I leap across the gap, my shadows forming a bridge of solid darkness. The effort costs me, draining power I can’t afford to lose, but I land safely next to Evren, who appears on the ice path.

Verik follows, his hellfire carrying him across the chasm in a burst of flame. He lands beside Dathan on the shadow path, his magic immediately clashing with the dark stone beneath his feet.

Now we’re separated by metres of empty air and the whispers of betrayal. But we can still see each other, still speak across the gap. Still work together.

The paths are alive, trying to carry us in different directions. My shadow path veers left while their ice path curves right. The gap between us widens to five metres, then ten.

“Jump back!” I shout to Verik and Dathan. “Before it’s too late!”

“Can’t!” Verik calls back. “The path won’t hold us both!”

He’s right. I can see the stress fractures spreading beneath their feet. The bridge is engineered to fail if we try to reunite.

The whispers grow stronger as the distance between us increases. They show me Verik and Dathan reaching the fortress without us, claiming victory for themselves. They show me Evren’s ice magic freezing my blood in my veins, killing me with no remorse.

Fifteen metres. Twenty. The gap becomes a chasm, and I can barely make out their figures in the distance.

The monsters attack suddenly. They rise from the abyss on wings of shadow and bone, creatures of pure malice given physical form. Not the opposition’s assassins, but something worse. Manifestations of our own fears and doubts, given teeth and claws and burning red eyes.

One lands on our path directly in front of me. It has Dathan’s face but twisted with hate and hunger. Its mouth opens to reveal rows of needle-sharp teeth.

“I never cared about you,” it hisses in Dathan’s voice. “You’re just a tool to be used and discarded.” It lunges at me, claws extended. I dodge sideways, my shadows lashing out to strike back. But the creature dissipates like smoke, reforming behind me.

“You can’t fight us with magic.
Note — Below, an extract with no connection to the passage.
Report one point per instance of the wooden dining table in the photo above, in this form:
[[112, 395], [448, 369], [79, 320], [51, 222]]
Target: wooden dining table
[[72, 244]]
We’re made from your own doubts.”

My shadows pass through the creature harmlessly, unable to find purchase on something made from pure emotion. Physical attacks won’t work here.

But trust might.

I turn my back on it, deliberately making myself vulnerable. The monster roars, a sound of pure betrayal, and lunges for my exposed back.

I don’t move. I don’t flinch. I just stand there, my heart hammering against my ribs, trusting.

A wall of ice erupts between me and the creature, freezing the air enough for me to turn. Evren is there, his gaze fixed on the monster. He isn’t trying to kill it. He’s protecting me.

The monster’s claws scrape against the ice, the sound like nails on a blackboard. The ice cracks, but it holds. The creature shrieks, its form wavering as the raw power of Evren’s trust contradicts the lie it embodies. It dissolves into a cloud of black dust that the wind snatches away.

Evren turns to me with a smile. Whatever he was fighting, he got rid of it and came to my rescue. Now, it’s up to us to get to the other guys.

“How did you reach me?” I ask him.

He taps his head and closes his eyes. He grips my fingers tightly. I close my eyes as well and think of the guys. When I open them again, I shriek and duck, cracking the bridge underfoot as a massive claw swipes over the top of me where my head was seconds ago.